C'est dans ce cadre général de cette étrange évolution du débat transatlantique qu'on a commencé à parler de Robert Kagan. Depuis deux ou trois mois, il est beaucoup question de lui. Son article dans Foreign Policy du mois de juin, a fait grand bruit. (Voir aussi des textes sur ce site le concernant, notamment notre Analyse du 3 juin 2002.) « Power and Weakness » est devenu en quelques semaines une sorte de “bible” pour ceux qui veulent appréhender la vision des relations transatlantiques et la vision de l'Europe qu'on a aujourd'hui à Washington, du côté de chez GW (et, naturellement, du côté des neo-conservatives et amis de Kagan, qui inspirent GW). Selon Steven Everts, cité plus bas, Solana recommande à ses fonctionnaires de lire l'article pour en savoir plus sur la position réelle de Washington sur les rapports avec l'Europe ; Chris Patten répond à l'article de Kagan dans les colonnes de l'International Herald tribune.
Deux articles publiés hier dans la même page op-ed de l'International Herald Tribune engagent le fer avec Kagan ; l'un est de Steven Everts et l'autre est de William Pfaff. Curieusement, ou bien astucieusement, les deux articles se complètent à merveille, en argumentant chacun contre un des aspects de la politique américaine, dont Kagan fait la publicité, et ces attaques au travers d'une critique de l'argumentation de Kagan.
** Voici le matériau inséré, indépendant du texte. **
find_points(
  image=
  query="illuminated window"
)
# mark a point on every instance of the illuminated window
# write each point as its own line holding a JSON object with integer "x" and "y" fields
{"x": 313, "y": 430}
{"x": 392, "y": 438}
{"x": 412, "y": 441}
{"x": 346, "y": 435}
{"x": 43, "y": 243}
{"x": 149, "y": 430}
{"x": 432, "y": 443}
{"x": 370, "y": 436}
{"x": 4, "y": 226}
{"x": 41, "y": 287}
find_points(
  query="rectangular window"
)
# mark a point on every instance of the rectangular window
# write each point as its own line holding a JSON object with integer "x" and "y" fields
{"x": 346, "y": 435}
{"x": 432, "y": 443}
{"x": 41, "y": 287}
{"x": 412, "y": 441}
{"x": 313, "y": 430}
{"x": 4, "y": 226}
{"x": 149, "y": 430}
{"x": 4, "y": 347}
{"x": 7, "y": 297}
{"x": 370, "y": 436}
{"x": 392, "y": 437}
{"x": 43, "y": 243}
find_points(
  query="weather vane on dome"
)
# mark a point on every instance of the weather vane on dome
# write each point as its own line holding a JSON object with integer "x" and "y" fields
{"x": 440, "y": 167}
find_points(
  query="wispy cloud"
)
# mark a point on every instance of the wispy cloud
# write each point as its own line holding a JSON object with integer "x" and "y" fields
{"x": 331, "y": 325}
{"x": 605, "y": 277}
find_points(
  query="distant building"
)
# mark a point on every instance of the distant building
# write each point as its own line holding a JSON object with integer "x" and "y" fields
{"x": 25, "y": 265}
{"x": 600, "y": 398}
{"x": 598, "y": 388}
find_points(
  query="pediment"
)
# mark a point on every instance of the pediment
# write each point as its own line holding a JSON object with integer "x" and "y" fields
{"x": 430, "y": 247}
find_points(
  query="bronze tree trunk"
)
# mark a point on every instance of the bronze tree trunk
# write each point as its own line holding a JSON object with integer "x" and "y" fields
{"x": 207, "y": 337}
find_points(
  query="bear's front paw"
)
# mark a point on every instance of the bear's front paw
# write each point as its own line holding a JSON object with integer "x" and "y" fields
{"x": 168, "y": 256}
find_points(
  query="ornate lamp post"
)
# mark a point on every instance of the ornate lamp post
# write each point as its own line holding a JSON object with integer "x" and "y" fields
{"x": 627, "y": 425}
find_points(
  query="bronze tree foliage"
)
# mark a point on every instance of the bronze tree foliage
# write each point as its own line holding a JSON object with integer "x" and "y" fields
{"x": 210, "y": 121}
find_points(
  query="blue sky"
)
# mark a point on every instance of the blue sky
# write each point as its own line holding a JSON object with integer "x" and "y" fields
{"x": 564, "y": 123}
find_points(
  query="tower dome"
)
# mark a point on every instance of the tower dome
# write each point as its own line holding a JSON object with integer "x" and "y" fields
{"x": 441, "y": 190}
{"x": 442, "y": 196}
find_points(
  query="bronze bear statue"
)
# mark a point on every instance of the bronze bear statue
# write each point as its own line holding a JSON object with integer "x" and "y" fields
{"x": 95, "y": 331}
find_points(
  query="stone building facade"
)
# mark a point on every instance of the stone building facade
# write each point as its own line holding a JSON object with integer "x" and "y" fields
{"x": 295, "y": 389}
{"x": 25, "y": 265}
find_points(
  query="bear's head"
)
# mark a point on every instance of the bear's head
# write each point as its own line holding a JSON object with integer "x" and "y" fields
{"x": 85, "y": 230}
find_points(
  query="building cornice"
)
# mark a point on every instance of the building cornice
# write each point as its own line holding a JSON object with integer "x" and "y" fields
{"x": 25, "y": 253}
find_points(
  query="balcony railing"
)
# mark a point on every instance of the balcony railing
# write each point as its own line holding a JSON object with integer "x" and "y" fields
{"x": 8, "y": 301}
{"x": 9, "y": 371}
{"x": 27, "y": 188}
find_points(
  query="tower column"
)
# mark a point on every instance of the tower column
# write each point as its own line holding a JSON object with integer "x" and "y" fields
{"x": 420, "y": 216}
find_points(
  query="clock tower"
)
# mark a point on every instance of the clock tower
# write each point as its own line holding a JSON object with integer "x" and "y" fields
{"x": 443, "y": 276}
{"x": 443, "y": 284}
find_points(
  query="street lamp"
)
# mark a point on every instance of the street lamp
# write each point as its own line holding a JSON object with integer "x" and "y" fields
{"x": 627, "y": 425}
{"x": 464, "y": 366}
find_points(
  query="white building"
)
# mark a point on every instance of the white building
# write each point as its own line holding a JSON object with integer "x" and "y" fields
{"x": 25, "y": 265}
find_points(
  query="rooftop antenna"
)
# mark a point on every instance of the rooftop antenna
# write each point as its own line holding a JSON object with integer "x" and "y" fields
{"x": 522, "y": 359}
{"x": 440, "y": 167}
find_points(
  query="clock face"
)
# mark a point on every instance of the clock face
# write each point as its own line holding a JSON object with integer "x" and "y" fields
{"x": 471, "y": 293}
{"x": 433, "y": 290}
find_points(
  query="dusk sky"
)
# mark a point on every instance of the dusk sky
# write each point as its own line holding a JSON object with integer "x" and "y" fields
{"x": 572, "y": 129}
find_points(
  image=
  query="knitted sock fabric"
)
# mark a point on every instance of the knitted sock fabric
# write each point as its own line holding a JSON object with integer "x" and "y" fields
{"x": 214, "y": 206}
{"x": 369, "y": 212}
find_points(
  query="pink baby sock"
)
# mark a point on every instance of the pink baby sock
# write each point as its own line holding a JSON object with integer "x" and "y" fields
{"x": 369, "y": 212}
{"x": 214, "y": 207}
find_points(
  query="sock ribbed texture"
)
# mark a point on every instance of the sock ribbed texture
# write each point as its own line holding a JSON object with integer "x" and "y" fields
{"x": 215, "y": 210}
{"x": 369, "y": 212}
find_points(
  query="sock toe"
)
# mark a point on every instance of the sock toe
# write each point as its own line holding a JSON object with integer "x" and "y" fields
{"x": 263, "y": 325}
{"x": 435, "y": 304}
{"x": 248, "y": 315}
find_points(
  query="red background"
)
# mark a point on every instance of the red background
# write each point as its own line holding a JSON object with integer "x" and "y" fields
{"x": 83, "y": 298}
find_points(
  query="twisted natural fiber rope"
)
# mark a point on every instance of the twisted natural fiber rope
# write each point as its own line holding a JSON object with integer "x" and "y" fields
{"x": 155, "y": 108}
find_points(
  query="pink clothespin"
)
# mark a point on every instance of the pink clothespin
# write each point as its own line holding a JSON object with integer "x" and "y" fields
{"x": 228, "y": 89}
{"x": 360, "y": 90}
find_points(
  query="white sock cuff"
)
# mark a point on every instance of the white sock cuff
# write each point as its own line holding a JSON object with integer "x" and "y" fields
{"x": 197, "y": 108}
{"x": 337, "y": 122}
• Steven Everts est du Center for European Reform (le think tank londonien de Charles Grant, analyste qu'on dit proche de Tony Blair, qui passe pour s'employer parfois à dire tout haut ce que Blair ne peut se permettre de dire, même tout bas). Dans son article, Everts attaque le fondement même de la politique unilatéraliste et militariste de Washington, en disant : on peut faire autre chose, — et même : on pourrait se demander si cette politique de force à outrance n'est pas un aveu d'impuissance, qu'on n'a pas ni l'idée, ni le talent de faire autre chose. (Accessoirement, et spectaculairement, Everts dit aussi : oui, Kagan a raison, il y a bien une différence de vision du monde entre Américains et Européens. Ce constat n'est pas à l'avantage de Washington.)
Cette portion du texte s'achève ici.